Generally, Nagpal learned that both variation—slow and fast robots, for example—and rare errors, such as a kilobot that simply stopped working, were natural features of a large system. When you ran a thousand robots for several hours, some were going to go at different speeds, and some were going to break. This wasn’t a huge surprise; she’d seen the natural equivalent in Namibia and elsewhere. Individual insects often behaved differently, marching briefly in the wrong direction, yet the collective still functioned. So instead of trying to build perfect machines or edit the algorithms, she decided to develop a second set of algorithms that correct errors and variations.
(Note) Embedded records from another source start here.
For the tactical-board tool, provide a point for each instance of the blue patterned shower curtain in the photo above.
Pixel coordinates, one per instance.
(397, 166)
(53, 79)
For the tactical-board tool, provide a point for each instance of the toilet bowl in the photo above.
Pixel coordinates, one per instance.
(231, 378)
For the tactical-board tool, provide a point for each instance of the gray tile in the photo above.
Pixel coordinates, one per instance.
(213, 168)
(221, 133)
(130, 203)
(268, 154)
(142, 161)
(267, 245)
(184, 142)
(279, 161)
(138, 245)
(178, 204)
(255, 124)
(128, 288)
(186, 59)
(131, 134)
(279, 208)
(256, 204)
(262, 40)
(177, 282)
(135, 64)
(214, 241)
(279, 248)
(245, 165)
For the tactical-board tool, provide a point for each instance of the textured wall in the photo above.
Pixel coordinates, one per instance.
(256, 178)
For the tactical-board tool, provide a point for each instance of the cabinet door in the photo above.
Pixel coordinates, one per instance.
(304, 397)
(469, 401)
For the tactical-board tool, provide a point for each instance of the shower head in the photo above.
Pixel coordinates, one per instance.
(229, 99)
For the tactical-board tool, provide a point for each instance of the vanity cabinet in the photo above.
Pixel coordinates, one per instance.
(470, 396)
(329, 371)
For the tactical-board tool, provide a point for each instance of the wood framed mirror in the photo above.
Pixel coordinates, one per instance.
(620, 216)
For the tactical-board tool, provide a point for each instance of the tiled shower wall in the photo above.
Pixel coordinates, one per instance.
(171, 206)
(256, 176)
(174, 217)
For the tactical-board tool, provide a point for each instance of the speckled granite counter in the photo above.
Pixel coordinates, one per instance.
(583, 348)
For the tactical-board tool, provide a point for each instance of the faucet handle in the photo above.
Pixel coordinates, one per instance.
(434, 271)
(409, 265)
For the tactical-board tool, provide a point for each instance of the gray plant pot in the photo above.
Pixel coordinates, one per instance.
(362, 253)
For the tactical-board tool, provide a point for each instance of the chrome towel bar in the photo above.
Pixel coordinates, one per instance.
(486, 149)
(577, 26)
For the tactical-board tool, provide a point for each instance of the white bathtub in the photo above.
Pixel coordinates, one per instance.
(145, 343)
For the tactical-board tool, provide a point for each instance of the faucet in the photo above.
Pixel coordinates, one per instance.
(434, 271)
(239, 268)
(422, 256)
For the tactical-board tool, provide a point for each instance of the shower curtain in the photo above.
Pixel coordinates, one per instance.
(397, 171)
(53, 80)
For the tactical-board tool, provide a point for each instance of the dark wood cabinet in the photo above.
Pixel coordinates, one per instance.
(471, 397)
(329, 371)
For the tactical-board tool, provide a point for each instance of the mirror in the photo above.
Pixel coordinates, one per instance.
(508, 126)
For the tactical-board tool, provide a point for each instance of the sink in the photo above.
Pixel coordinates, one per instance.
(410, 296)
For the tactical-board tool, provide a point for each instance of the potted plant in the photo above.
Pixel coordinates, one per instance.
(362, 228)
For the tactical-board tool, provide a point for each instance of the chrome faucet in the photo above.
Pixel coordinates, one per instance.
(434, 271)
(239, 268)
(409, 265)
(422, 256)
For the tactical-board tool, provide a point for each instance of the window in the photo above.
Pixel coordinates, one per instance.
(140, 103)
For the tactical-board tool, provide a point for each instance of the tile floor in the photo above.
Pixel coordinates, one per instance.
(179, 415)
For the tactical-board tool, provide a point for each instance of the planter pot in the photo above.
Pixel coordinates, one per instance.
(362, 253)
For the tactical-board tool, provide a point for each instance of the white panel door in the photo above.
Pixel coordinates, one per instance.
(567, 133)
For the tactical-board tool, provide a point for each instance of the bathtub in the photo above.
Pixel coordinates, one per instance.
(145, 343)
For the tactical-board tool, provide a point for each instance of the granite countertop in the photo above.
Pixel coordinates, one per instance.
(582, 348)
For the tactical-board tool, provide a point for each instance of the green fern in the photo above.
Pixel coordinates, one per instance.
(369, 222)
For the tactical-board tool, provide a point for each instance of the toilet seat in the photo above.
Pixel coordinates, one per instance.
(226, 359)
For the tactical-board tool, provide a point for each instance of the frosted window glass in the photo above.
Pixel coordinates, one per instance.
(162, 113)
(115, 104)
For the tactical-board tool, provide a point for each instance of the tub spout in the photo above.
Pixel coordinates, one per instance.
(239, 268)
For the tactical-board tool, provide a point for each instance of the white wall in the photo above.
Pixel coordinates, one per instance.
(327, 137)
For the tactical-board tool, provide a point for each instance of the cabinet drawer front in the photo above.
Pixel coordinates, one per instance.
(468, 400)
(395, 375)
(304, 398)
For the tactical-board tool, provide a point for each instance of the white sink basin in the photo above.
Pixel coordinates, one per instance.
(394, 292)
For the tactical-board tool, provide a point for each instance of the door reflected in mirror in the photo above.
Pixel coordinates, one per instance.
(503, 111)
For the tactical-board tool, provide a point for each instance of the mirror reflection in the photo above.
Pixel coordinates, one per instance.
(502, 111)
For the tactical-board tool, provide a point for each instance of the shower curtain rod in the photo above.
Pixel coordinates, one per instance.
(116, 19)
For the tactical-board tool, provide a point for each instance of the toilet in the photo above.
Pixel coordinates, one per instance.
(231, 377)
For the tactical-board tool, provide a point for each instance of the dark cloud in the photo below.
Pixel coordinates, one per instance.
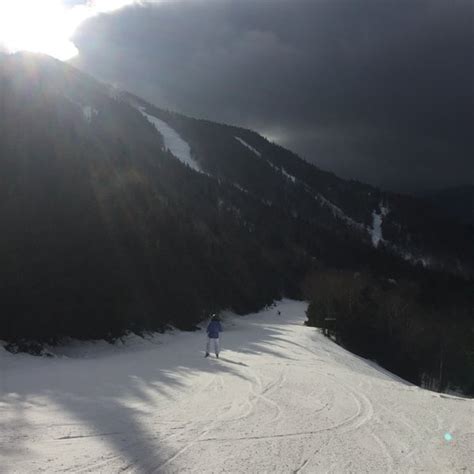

Now, if a kilobot malfunctions, its neighbors will order it to either reboot or, if that fails, declare itself dead. The latter strategy is the swarm equivalent of switching on your hazards on the highway and telling everyone to drive around you. It works: among other tasks, the kilobots can be programmed to self-assemble into specific shapes without any intervention from the researchers. In a separate effort, Nagpal and her colleagues built a small collective of more complex robots that collaborated to build basic structures. This was the project that sparked the trip to Namibia. The researchers had planned to have their robots build with solid, geometric foam bricks until they saw termites in Namibia building with bendable, compliant clay. When they got back to the lab, they decided to build additional robots that would move sandbag-like materials and amorphous foam. Yet the trip also had a motivational purpose. “The other influence was just being re-amazed and re-energized about how effective collective intelligence can be,” she says.

Nagpal hopes the Panamanian expedition will have the same effect on her next project—a kind of hybrid of the kilobots and the construction robots. Her plan is to design robots that behave like army ants, using their own bodies as the basic construction materials. The goal is a difficult one, and Nagpal acknowledges the grandiosity of the task. Yet she has made it a rule to reach past the plausible. “Our dreams are often beyond the bounds of what’s possible,” she says. “But it’s also true that the halfway point to the dreams is still pretty cool.”